Prima o poi, presto o tardi, ognuno di quelli come noi ha fatto un salto sulla sedia quando ha letto lo stracitato articolo di Pier Paolo Pasolini che era uscito sul Corriere della sera il 14 novembre 1974 sotto il titolo "Che cos’è questo golpe?". Stracitato perché vero, più noto come "Il romanzo delle stragi", il romanzo, appunto. P.P.P. diceva: io so, perché sono un intellettuale, uno scrittore, che cerca di seguire tutto ciò che succede, di conoscere tutto ciò che se ne scrive, immaginare tutto ciò che non si sa o che si tace, ma soprattutto che coordina fatti anche lontani, che mette insieme i pezzi disorganizzati e frammentari di un intero coerente quadro politico, e alla fine che ristabilisce la logica, là dove sembrano regnare l’arbitrarietà, la follia e il mistero.

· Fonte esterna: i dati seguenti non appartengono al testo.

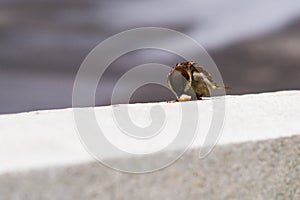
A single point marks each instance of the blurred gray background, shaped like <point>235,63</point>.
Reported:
<point>255,44</point>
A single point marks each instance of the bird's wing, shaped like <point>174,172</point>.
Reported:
<point>201,69</point>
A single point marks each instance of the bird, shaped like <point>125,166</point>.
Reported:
<point>190,81</point>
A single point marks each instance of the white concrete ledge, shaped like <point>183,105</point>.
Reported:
<point>257,157</point>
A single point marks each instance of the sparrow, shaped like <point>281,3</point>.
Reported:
<point>190,81</point>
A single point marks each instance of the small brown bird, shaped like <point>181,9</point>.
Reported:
<point>190,81</point>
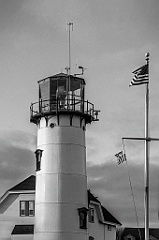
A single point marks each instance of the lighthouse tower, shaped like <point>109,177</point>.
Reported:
<point>61,115</point>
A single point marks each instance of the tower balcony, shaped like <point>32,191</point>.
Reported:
<point>63,106</point>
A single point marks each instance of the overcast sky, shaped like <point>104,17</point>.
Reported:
<point>110,39</point>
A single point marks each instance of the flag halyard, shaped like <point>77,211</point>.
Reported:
<point>140,76</point>
<point>121,157</point>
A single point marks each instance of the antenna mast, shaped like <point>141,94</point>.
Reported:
<point>70,27</point>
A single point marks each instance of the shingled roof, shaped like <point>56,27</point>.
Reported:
<point>29,185</point>
<point>135,232</point>
<point>23,229</point>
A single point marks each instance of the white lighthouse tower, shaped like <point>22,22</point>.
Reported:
<point>61,115</point>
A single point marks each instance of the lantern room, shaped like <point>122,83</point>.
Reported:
<point>62,94</point>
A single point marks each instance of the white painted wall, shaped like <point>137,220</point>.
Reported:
<point>61,184</point>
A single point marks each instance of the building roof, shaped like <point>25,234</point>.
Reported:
<point>135,232</point>
<point>23,229</point>
<point>29,185</point>
<point>108,217</point>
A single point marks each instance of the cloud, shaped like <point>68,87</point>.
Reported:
<point>110,183</point>
<point>17,158</point>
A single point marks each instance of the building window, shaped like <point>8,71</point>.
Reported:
<point>82,217</point>
<point>91,215</point>
<point>27,208</point>
<point>109,227</point>
<point>91,238</point>
<point>38,155</point>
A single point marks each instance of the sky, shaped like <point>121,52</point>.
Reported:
<point>109,39</point>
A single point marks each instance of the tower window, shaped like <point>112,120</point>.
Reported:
<point>38,155</point>
<point>27,208</point>
<point>91,215</point>
<point>91,238</point>
<point>82,217</point>
<point>109,228</point>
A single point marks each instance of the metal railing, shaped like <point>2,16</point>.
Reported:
<point>61,105</point>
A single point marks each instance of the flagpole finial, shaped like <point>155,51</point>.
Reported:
<point>147,55</point>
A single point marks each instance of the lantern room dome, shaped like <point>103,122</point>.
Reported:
<point>62,94</point>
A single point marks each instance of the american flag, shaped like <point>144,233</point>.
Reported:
<point>140,76</point>
<point>121,157</point>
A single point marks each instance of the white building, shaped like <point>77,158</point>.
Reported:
<point>17,211</point>
<point>59,206</point>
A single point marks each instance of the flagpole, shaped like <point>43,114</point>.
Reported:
<point>147,146</point>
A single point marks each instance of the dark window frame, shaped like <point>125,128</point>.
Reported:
<point>91,215</point>
<point>38,155</point>
<point>26,212</point>
<point>82,212</point>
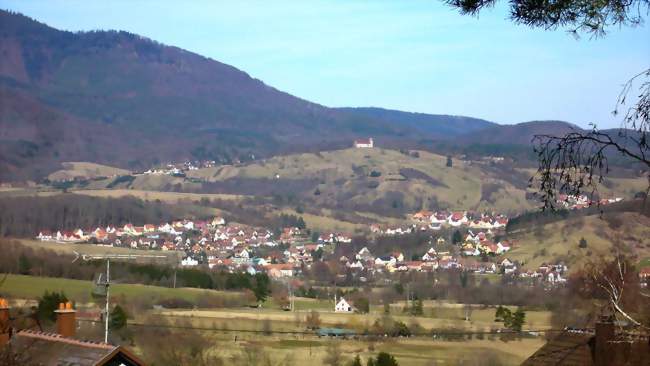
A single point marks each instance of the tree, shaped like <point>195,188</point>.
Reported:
<point>582,16</point>
<point>363,305</point>
<point>313,320</point>
<point>578,161</point>
<point>262,287</point>
<point>385,359</point>
<point>583,243</point>
<point>517,321</point>
<point>48,303</point>
<point>417,308</point>
<point>334,355</point>
<point>356,361</point>
<point>24,265</point>
<point>118,318</point>
<point>613,284</point>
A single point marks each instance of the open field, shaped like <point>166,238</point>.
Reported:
<point>73,170</point>
<point>434,318</point>
<point>559,240</point>
<point>345,176</point>
<point>304,348</point>
<point>69,248</point>
<point>418,351</point>
<point>32,287</point>
<point>170,197</point>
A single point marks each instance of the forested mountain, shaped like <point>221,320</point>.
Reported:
<point>431,125</point>
<point>120,99</point>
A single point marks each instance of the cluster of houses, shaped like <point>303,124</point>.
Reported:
<point>472,220</point>
<point>179,169</point>
<point>237,248</point>
<point>573,202</point>
<point>214,243</point>
<point>428,220</point>
<point>434,260</point>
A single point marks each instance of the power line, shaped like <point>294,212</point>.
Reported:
<point>225,330</point>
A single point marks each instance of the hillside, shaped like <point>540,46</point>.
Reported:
<point>431,125</point>
<point>368,182</point>
<point>117,98</point>
<point>626,232</point>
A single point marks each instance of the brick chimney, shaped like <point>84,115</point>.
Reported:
<point>604,350</point>
<point>66,322</point>
<point>5,329</point>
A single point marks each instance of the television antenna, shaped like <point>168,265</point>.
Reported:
<point>107,282</point>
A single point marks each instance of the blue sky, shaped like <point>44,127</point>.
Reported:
<point>419,56</point>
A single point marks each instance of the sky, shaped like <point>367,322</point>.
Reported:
<point>417,56</point>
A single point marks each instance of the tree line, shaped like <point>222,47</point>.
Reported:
<point>20,259</point>
<point>25,216</point>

A parte quest’ultimo accenno al mistero, che ha fatto venire i brividi a noi scrittori di noir in particolare, eccola qua una delle funzioni di chi racconta: mettere in scena meccanismi, mettendo in fila i fatti con quella sequenza e quella sintesi che la narrativa, e qualunque altra forma di espressione quando diventa tale, riescono a costruire. Tutto questo, dice P.P.P., fa parte del mio mestiere e dell’istinto del mio mestiere.

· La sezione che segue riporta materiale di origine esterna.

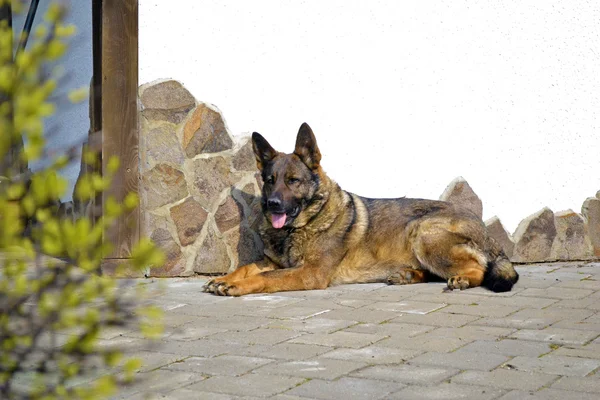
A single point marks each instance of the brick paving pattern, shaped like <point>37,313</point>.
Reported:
<point>373,341</point>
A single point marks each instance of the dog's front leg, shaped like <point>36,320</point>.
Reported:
<point>301,278</point>
<point>240,273</point>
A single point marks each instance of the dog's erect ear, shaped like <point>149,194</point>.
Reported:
<point>306,147</point>
<point>262,150</point>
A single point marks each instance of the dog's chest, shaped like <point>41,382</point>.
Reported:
<point>284,247</point>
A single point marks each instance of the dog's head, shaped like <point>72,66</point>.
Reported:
<point>291,181</point>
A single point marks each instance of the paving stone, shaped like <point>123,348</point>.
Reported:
<point>268,301</point>
<point>284,351</point>
<point>257,336</point>
<point>556,293</point>
<point>362,315</point>
<point>425,342</point>
<point>230,365</point>
<point>298,312</point>
<point>461,360</point>
<point>339,339</point>
<point>479,310</point>
<point>535,319</point>
<point>187,394</point>
<point>556,365</point>
<point>408,307</point>
<point>198,348</point>
<point>507,347</point>
<point>472,332</point>
<point>505,379</point>
<point>248,385</point>
<point>433,319</point>
<point>591,350</point>
<point>556,335</point>
<point>577,384</point>
<point>316,368</point>
<point>407,373</point>
<point>555,394</point>
<point>193,332</point>
<point>583,325</point>
<point>446,391</point>
<point>391,329</point>
<point>373,355</point>
<point>345,388</point>
<point>312,325</point>
<point>160,382</point>
<point>587,281</point>
<point>152,360</point>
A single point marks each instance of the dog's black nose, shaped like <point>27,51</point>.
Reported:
<point>274,204</point>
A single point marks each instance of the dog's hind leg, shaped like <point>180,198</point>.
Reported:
<point>407,276</point>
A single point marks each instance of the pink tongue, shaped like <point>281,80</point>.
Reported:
<point>278,220</point>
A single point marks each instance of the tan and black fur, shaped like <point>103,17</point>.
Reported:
<point>332,236</point>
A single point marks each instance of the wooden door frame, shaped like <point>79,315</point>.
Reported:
<point>116,80</point>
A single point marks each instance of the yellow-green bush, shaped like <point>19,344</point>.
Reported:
<point>55,303</point>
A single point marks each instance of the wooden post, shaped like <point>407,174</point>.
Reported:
<point>119,113</point>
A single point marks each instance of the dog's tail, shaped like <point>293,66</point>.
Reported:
<point>500,275</point>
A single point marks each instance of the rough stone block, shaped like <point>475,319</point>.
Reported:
<point>163,185</point>
<point>160,145</point>
<point>189,218</point>
<point>244,159</point>
<point>157,230</point>
<point>166,100</point>
<point>572,241</point>
<point>245,245</point>
<point>496,230</point>
<point>211,177</point>
<point>591,212</point>
<point>228,215</point>
<point>205,132</point>
<point>212,256</point>
<point>534,237</point>
<point>459,192</point>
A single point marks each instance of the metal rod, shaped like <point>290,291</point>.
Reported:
<point>28,25</point>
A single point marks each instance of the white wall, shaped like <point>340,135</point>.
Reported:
<point>403,96</point>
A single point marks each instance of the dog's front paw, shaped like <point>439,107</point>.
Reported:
<point>220,288</point>
<point>402,277</point>
<point>209,287</point>
<point>458,282</point>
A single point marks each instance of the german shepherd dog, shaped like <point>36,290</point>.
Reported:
<point>315,234</point>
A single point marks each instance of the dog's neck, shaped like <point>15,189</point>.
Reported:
<point>327,191</point>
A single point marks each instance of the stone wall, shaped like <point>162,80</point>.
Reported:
<point>200,186</point>
<point>200,194</point>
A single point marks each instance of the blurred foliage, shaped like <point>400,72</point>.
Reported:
<point>55,304</point>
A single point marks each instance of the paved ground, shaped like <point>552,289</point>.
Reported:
<point>540,341</point>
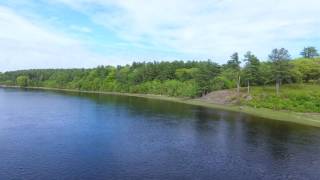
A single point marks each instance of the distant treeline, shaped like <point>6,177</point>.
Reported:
<point>178,78</point>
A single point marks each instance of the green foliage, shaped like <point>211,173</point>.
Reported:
<point>192,79</point>
<point>300,98</point>
<point>22,81</point>
<point>251,70</point>
<point>309,52</point>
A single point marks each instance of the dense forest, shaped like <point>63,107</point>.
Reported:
<point>180,78</point>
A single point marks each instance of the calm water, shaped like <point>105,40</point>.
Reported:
<point>51,135</point>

Bene, allora, raccontare è divertente e istintivo, ma a che serve? Alla fine, restiamo sempre nell’ambito del punto 6. No, non credo, e per illustrarlo, appunto, ricorro a un altro autore stracitato, almeno da me, ma perché anche questo è vero. Giorgio Scerbanenco, grande autore di noir e non solo degli anni Sessanta, racconta una storia di quando rispondeva alla posta dei lettori dei settimanali cosiddetti femminili. Dice che un giorno gli arriva la lettera di una persona che si vuole suicidare. Dice che di lettere così, ai settimanali come il suo, ne arrivano a decine, ma quella conteneva una reale volontà di morte. Allora lui ci si mette d’impegno, scrive meglio che può i motivi per cui non si deve rinunciare alla vita e pubblica la risposta sul giornale. Un mese dopo legge su un quotidiano di una persona che ha cercato di uccidersi e capisce che è la stessa. Vedi, dice, cercare di fermare quella volontà di morte con la mia scrittura era come mettere una mano davanti a una locomotiva.

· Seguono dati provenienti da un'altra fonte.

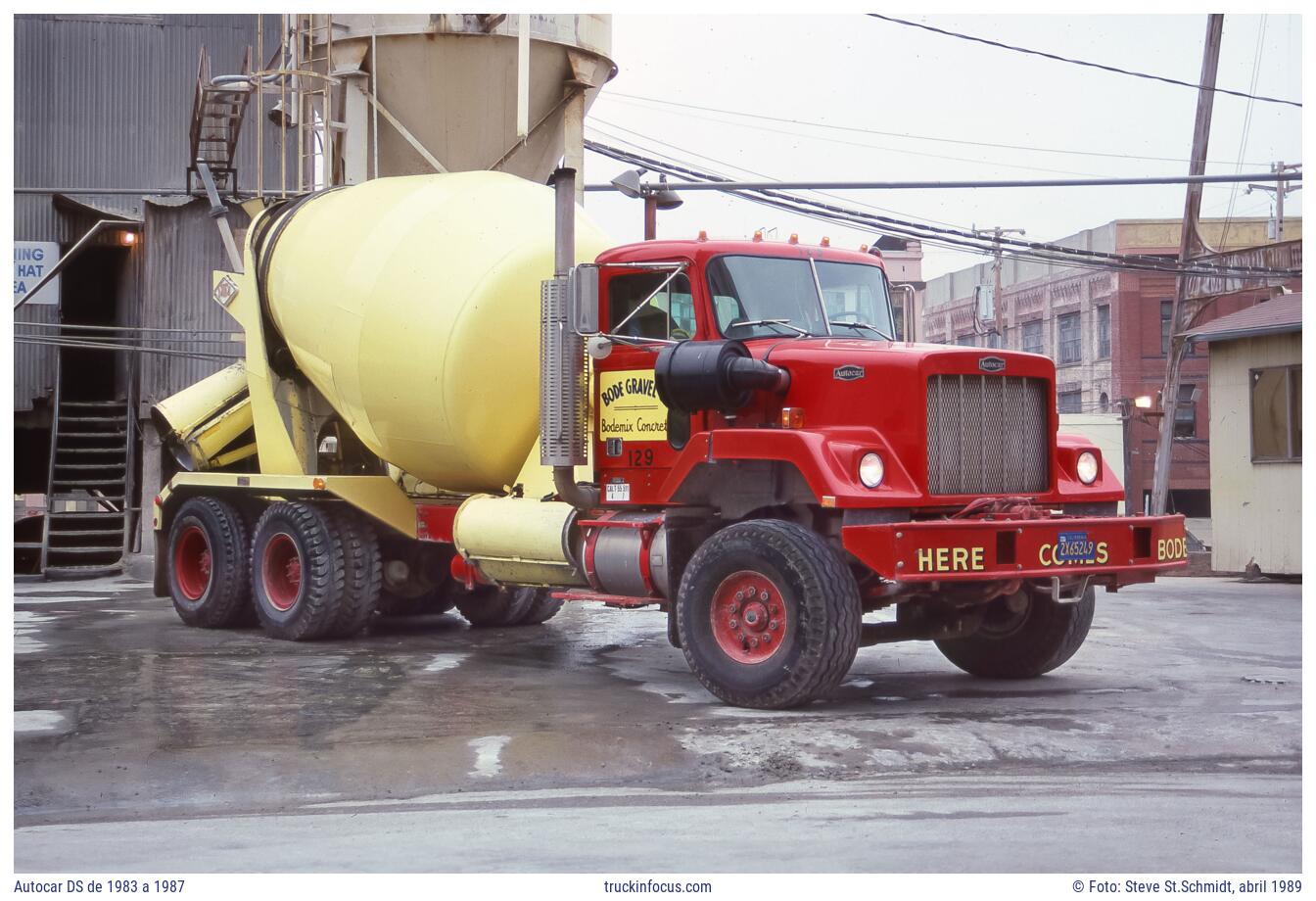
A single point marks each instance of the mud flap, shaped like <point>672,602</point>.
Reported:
<point>673,636</point>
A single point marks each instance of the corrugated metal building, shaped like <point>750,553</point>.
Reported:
<point>103,112</point>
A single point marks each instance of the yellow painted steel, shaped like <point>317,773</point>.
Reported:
<point>412,304</point>
<point>200,421</point>
<point>377,497</point>
<point>519,541</point>
<point>200,402</point>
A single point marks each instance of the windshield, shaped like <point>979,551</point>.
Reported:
<point>857,299</point>
<point>770,296</point>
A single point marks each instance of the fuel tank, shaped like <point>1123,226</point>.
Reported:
<point>412,304</point>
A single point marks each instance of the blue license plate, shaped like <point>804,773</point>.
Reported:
<point>1074,547</point>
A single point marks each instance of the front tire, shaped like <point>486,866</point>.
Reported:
<point>209,563</point>
<point>1022,644</point>
<point>768,614</point>
<point>298,571</point>
<point>363,571</point>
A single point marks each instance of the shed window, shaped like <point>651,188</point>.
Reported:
<point>1277,413</point>
<point>670,313</point>
<point>1186,413</point>
<point>1103,332</point>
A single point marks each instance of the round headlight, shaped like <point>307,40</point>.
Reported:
<point>1087,467</point>
<point>871,470</point>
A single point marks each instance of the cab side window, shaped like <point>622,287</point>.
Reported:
<point>669,314</point>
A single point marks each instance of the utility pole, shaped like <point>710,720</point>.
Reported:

Poi, però, passa un po’ di tempo e di lettera come quella ne arriva un'altra. La persona che ha scritto ha allegato l’indirizzo, così Scerbanenco le scrive raccontandole perché dovrebbe amare la vita invece di volerci rinunciare. La persona gli risponde che lui è molto bravo, un vero scrittore, ma lei si ammazza lo stesso. Scerbanenco insiste e la persona gli risponde ancora che grazie, sì, è tutto giusto, per carità, ha ragione, ma lei si ammazza lo stesso. Sono passati cinque anni, racconta Scerbanenco, ci stiamo ancora scrivendo. Quella persona non si ammazza più, e allora vedi che a volte mettere la mano davanti alla locomotiva funziona e quella si ferma? Qualche volta accade, e allora penso che il mio mestiere di scrivere non è inutile. Ecco perché raccontare è importante.

Certo, per ogni cosa c’è sempre una metà oscura, e questa, nel dizionario, è rappresentata dalla voce numero 4: 

RACCONTARE

4. Nella forma ‘raccontarla’, far credere vero ciò che non lo è, darla a intendere.